Hoe ziet het komende festivalseizoen eruit?

“De show in de Stevenskerk op 16 juli wordt echt een magische avond. Verder spelen we in de grote zaal van Theater De Lievekamp in Oss en tijdens Breda Barst. Verder heb ik nog een paar soloshows. Ik heb het dus niet heel druk met optredens, maar dat gaat ook niet omdat ik mijn nieuwe album aan het opnemen ben.”

Je speelt inmiddels met een deel van de jongens van Navarone?
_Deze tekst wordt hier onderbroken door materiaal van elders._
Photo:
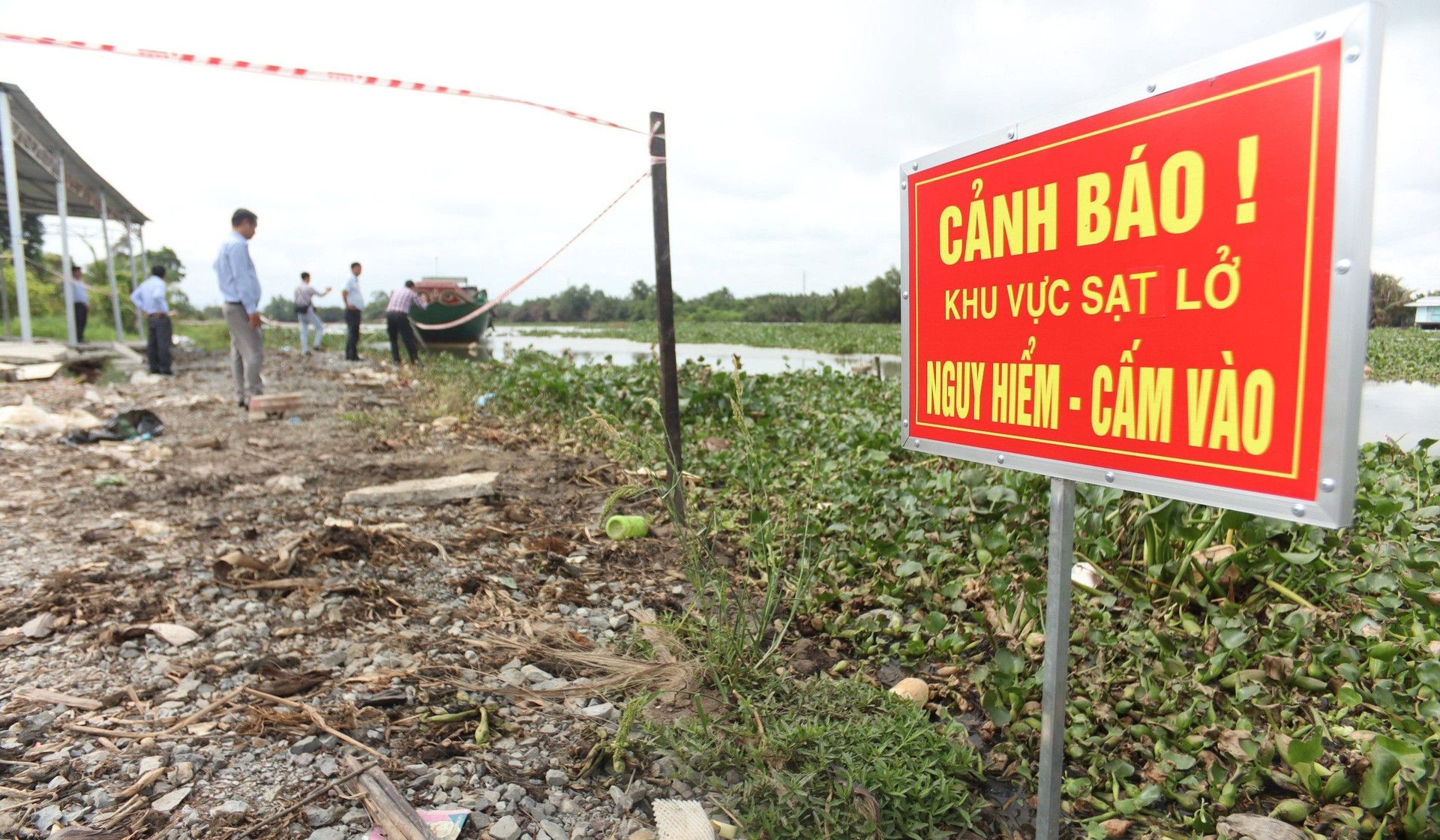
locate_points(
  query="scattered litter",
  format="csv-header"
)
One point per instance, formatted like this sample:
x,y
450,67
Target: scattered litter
x,y
388,808
286,483
176,634
39,627
31,420
19,353
147,526
172,800
912,689
29,372
680,820
1086,575
127,425
1258,827
46,696
274,405
621,528
660,475
427,490
444,824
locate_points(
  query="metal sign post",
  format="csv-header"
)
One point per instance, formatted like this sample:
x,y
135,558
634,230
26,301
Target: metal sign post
x,y
1056,669
1162,292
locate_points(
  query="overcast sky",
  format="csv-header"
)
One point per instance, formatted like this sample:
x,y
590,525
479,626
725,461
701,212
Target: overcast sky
x,y
785,120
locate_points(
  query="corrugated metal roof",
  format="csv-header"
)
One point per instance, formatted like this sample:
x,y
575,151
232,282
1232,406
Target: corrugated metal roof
x,y
36,146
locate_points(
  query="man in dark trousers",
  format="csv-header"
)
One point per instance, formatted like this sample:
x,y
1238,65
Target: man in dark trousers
x,y
150,298
81,297
355,309
398,320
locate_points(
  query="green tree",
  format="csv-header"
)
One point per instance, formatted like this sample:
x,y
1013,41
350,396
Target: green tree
x,y
1387,302
280,309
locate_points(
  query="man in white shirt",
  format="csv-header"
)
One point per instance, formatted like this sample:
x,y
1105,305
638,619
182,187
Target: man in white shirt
x,y
241,292
81,297
150,300
355,308
306,313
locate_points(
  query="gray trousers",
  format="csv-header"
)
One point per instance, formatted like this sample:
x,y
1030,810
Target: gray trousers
x,y
310,319
247,349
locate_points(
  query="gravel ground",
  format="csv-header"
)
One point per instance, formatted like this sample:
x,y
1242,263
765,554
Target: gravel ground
x,y
322,634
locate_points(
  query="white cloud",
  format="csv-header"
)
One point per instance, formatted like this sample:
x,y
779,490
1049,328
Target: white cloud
x,y
787,123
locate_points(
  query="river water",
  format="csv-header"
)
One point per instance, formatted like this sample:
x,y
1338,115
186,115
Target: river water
x,y
1400,411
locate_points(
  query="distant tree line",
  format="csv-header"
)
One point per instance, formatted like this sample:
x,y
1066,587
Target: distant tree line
x,y
1387,302
878,302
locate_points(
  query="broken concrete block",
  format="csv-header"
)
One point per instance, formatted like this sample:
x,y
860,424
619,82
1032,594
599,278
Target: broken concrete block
x,y
275,405
425,490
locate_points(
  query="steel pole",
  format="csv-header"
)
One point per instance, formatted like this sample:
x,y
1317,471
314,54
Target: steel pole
x,y
666,314
144,272
134,278
62,211
110,270
1058,657
12,202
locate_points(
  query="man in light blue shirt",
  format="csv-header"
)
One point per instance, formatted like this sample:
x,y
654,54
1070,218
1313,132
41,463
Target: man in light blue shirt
x,y
241,292
150,302
81,297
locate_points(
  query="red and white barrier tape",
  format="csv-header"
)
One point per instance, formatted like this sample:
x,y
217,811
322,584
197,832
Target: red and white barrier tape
x,y
303,74
496,302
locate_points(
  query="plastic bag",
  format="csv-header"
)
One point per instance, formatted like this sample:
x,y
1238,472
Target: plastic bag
x,y
127,425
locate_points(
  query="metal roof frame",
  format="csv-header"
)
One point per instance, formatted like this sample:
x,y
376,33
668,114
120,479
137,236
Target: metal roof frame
x,y
39,148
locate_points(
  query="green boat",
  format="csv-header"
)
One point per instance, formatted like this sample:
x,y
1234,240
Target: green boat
x,y
448,319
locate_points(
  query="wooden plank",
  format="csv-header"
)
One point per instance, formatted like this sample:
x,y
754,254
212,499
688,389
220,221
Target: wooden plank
x,y
46,696
274,405
18,353
36,372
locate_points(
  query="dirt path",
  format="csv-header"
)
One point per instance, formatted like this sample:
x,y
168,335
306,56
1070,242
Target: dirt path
x,y
364,620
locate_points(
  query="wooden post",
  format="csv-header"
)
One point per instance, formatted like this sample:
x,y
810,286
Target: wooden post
x,y
666,316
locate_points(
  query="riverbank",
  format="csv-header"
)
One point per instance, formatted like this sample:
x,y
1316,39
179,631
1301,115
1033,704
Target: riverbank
x,y
1223,664
472,649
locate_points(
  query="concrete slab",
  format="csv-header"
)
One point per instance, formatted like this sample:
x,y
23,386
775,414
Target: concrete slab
x,y
425,490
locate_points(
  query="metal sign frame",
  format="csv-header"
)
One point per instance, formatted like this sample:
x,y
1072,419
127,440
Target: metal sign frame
x,y
1358,29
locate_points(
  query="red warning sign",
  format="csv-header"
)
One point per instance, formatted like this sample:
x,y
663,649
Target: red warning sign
x,y
1145,292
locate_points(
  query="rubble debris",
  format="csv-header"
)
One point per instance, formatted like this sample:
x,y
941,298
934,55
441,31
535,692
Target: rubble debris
x,y
127,425
1258,827
388,808
39,627
425,490
274,405
444,824
28,420
29,353
172,800
682,820
912,689
56,698
29,372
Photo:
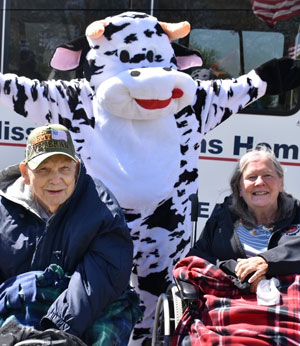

“De jongens van Navarone zijn goede vrienden. Roman Huijbreghs van Navarone is gitarist in mijn band. Zanger Merijn is naast een supergoede vriend ook mijn muzikale partner. Binnen de band doet hij alleen mee als hij kan en als hij zin heeft. Ook schrijven we samen nummers die we in de toekomst nog gaan opnemen. Daarnaast heb ik nu een megavette band met Casper van Helvoirt op drums, Daniël Muskitta op bas en Merlijn Nash op toetsen. Lachend: En ik ben de slechtste muzikant uit de band. Dat is heel fijn om te kunnen zeggen!”

Wat kunnen we verwachten van het optreden in de Stevenskerk?

“Ik weet nog niet hoe lang we mogen spelen, maar ik hoop op anderhalf uur. Ik heb namelijk veel kleinere nummers die ik normaal gesproken niet zo snel speel, maar die zich heel goed lenen voor de intieme setting van de Stevenskerk. Verwacht Robin Borneman met band én met Marijn van Navarone én met Anneke van Giersbergen, voormalig frontvrouw van The Gathering. Het is een beetje uitgekleed en het wordt niet superhard. Ook zal ik een paar nummers met alleen gitaar en zang brengen. Ik heb er heel veel zin in!”